Die Nuklearrüstung verstößt gegen die Haager Landkriegsordnung – Zitat: „Die Kriegsparteien haben kein unbeschränktes Recht in der Wahl der Mittel zur Schädigung des Feindes.“ Und: Abgesehen von den Verboten in weiteren Verträgen gilt: „Kriegsparteien haben kein unbeschränktes Recht in der Wahl der Mittel zur Schädigung des Feindes. … untersagt (ist): … die meuchlerische Tötung oder Verwundung eines … wehrlosen Feindes … der Gebrauch von Waffen, Geschossen oder Stoffen, die geeignet sind, unnötigerweise Leiden zu verursachen… Es ist verboten, unverteidigte Städte, Dörfer, Wohnungen oder Gebäude anzugreifen … “
Desinformation betreibt nur die Gegenseite
Das alles macht die Propaganda der Militärs, die allein der Gegenseite Desinformation zuschreiben, vergessen.

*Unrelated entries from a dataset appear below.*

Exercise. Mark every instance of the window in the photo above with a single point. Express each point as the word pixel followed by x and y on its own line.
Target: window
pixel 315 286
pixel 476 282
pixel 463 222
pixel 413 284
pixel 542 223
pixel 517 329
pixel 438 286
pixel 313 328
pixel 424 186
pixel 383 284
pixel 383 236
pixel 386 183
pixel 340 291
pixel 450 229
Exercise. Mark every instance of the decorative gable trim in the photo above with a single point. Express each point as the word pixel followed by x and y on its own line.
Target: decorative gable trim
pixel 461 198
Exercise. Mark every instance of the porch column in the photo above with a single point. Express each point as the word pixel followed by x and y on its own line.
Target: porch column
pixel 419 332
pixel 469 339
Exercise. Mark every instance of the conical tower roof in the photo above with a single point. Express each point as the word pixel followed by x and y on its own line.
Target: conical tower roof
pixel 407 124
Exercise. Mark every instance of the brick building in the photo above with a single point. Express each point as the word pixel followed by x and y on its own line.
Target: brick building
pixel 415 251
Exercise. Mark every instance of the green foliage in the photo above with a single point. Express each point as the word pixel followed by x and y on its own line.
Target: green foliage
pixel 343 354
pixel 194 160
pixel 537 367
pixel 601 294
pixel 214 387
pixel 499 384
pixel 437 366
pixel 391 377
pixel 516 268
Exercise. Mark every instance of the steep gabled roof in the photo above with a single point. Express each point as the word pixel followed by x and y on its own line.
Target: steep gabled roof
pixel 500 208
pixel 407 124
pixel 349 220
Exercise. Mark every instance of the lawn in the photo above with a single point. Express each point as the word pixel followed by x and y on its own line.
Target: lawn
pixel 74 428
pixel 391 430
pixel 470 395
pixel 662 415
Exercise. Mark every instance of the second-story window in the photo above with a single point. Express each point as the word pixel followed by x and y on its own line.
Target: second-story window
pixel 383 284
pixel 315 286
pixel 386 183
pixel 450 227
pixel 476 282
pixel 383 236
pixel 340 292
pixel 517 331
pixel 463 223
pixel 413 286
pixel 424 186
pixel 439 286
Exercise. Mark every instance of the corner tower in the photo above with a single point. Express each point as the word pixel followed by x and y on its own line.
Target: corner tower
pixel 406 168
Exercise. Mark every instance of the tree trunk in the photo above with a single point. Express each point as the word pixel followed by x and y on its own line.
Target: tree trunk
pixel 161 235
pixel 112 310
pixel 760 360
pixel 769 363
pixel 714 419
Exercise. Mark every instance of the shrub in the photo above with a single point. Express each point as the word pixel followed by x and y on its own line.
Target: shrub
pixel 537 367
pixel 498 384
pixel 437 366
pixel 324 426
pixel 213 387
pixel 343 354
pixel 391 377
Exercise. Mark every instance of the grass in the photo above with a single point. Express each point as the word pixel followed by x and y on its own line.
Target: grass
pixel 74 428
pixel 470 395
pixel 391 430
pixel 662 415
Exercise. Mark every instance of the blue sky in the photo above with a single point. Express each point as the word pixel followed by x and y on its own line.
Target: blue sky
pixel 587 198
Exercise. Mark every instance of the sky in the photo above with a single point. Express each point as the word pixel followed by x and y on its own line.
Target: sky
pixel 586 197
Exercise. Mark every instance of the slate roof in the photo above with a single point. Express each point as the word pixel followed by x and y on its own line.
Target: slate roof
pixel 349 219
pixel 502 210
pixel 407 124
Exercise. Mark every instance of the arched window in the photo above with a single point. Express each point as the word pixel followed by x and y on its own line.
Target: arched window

Ihre Begründung ist eine rund um die Uhr durch die Medien verbreitete, von Russland ausgehende und in der Ukraine sichtbar gewordene Gefahr, die ganz Europa betreffe und gegen die die Nato mit ihrer ‚regelbasierten Ordnung‘ stehe. Vergessen nicht nur die völkerrechtswidrigen Kriege (jeder eröffnete Krieg ist ein Angriffskrieg) von NATO-Staaten gegen Jugoslawien, Libyen, den Irak und weitere, vergessen auch die Annexion der syrischen Golan-Höhen durch Israel oder auch der prowestliche Staatsstreich in Kiew vor der Krim-Krise. Der Westen ist der Gute, er rettet die Welt vor der Achse des Bösen im Osten. Dieses Narrativ kursiert auch durch alle Ampel-Parteien sowie durch die Bundestagsopposition. Sie haben es geschafft, auszublenden, dass Russland unter Bezug auf die europäischen Sicherheitsvereinbarungen der OSZE und auch des Zwei-plus-Vier-Vertrages eine Friedensordnung in Europa forderte, die die Sicherheitsinteressen auch Russlands respektiert und deshalb die Neutralität der Ukraine verlangte. Nato-Generalsekretär Stoltenberg unterlief in einer Rede im EU-Parlament im September 2023 der Fauxpas, dass er diese Wahrheit aussprach: „Präsident Putin erklärte im Herbst 2021, die NATO solle versprechen, sich nicht mehr zu erweitern. Er schickte dazu einen Vertragsentwurf. Es war seine Bedingung, um nicht in die Ukraine einzumarschieren. Natürlich haben wir das nicht unterschrieben. … Also zog er in den Krieg, um die NATO an seinen Grenzen zu verhindern.“
Mit der Desinformation in der Meinungsmache des politischen Westens, der zufolge Russland aus rein imperialen Machtinteressen heraus die Ukraine überfallen hat, verbinden sich demzufolge viele brisante Gefahren:
- Die Bevölkerung wird auf ein Feindbild ausgerichtet, das im Wesenskern von den eigenen Anteilen der NATO an der Eskalation der Spannungen ablenkt. Mit diesem falschen Weltbild werden viele Menschen, auch einstige friedensbewegte Kritiker der Atom- und Hochrüstung sowie ökologisch ausgerichtete Kräfte, auf den NATO-Kurs gebracht. Dazu gehört die Desinformation, dass die Rüstung Russlands die NATO zu ‚Verteidigung‘ genannten höheren Militärausgaben zwinge, obwohl Russland einen Bruchteil der Weltrüstungsausgaben verantwortet und die NATO dabei mit über 55 Prozent zu Buche schlägt
- Die Hoch- und Atomrüstung der NATO stößt in der Bevölkerung auf viel mehr Zustimmung als in den zurückliegenden Jahrzehnten: „Eine Mehrheit der Bevölkerung unterstützt den … Ausbau der Verteidigungsfähigkeit Deutschlands. Nach einer Studie der Unternehmensberatung PwC stehen 68 Prozent der Deutschen hinter dem Vorhaben, … 57 Prozent befürworten die Absicht, zwei Prozent oder mehr des Bruttoinlandsprodukts in die Verteidigung zu investieren. 31 Prozent sehen dies kritisch.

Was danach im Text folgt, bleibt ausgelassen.